Ultra-Rare 1969 Dodge HEMI Daytona with World's Lowest Mileage Fetches a Stunning $1.4 Million

Introduced in 1969 as a NASCAR-spec, more radical take on the Charger 500, the Dodge Daytona morphed into a rare and highly desirable classic in the 21st century. To the point where HEMI-powered examples have already surpassed the $1 million mark.

The first Daytona came close to the magical seven-digit figure in 2015 when a low-mileage example in Copper Metallic changed hands for $900,000. That record was broken seven years later, in May 2022, when the world's most highly optioned Daytona, a HEMI-powered unit in Dark Green, was auctioned off for a whopping $1.32 million (including fees).

This time around, it took only a few months for the record to be surpassed because the low-mileage example that fetched $900K in 2015 returned to the auction block at Kissimmee in January 2023. 

Expected to fetch at least $1.3 million, the Copper Metallic "winged warrior" went to a new home for $1.43 million (including fees). That's $110,000 more than the previous record and a new benchmark for the 1969 Dodge Charger Daytona.

What makes this specific Daytona so valuable, you ask?

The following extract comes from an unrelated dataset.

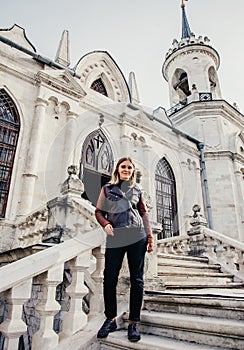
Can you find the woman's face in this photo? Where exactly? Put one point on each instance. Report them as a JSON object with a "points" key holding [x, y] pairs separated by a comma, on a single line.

Well, for starters, it's the lowest-mileage Daytona documented to exist. And by "low mileage," I mean that this NASCAR homologation car was barely broken in because the odometer shows only 6,490 miles (10,384 km). And impressively enough, it's been driven for only 55 miles (89 km) since it was previously sold in 2015.

Second, it was one of those highly desirable examples that left the factory with the mighty 426-cubic-inch (7.0-liter) HEMI V8. While Dodge assembled 503 examples in 1969, only 70 of them were fitted with Mopar's iconic V8.

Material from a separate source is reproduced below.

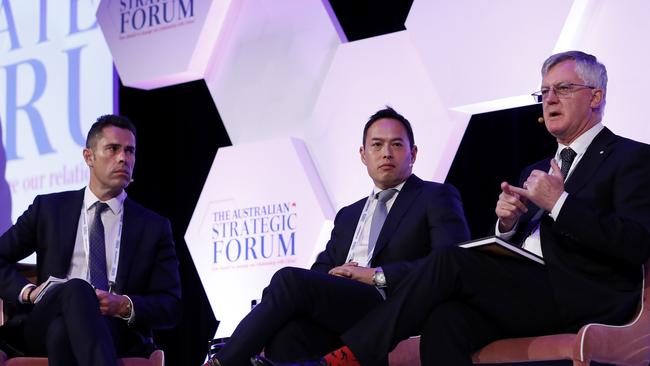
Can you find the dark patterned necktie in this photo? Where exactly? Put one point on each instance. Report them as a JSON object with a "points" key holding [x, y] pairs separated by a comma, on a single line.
{"points": [[379, 216], [566, 155], [97, 248]]}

And the fact that this example also features a four-speed manual gearbox makes it a one-of-20 gem. What's more, it's the only one painted T5 Copper Metallic with a white wing stripe and a tan interior.

Third, it's the only HEMI Daytona that was owned by a famed newspaper publisher, a major football player, and a well-known Hollywood celebrity. Specifically, it was previously owned by Los Angeles Times owner Otis Chandler, NFL player Kevin Green, and actor David Spade.

This car was also part of the International Show Car Association tour for custom cars in the 1970s because the original owner had it repainted in a bespoke color and its interior replaced.

Luckily enough, he kept all the original parts in storage, and the car was restored to original specifications under Otis Chandler's ownership. The refresh was performed by the famed restored Roger Gibson.

This fine Daytona was part of the Gary Edwards Wing Car & Mopar Collection until it was auctioned off at Kissimmee and shared the same garage with no fewer than six other 1969 Charger Daytonas and five 1970 Plymouth Superbirds.

The entire batch of "winged warriors" raised almost $6 million.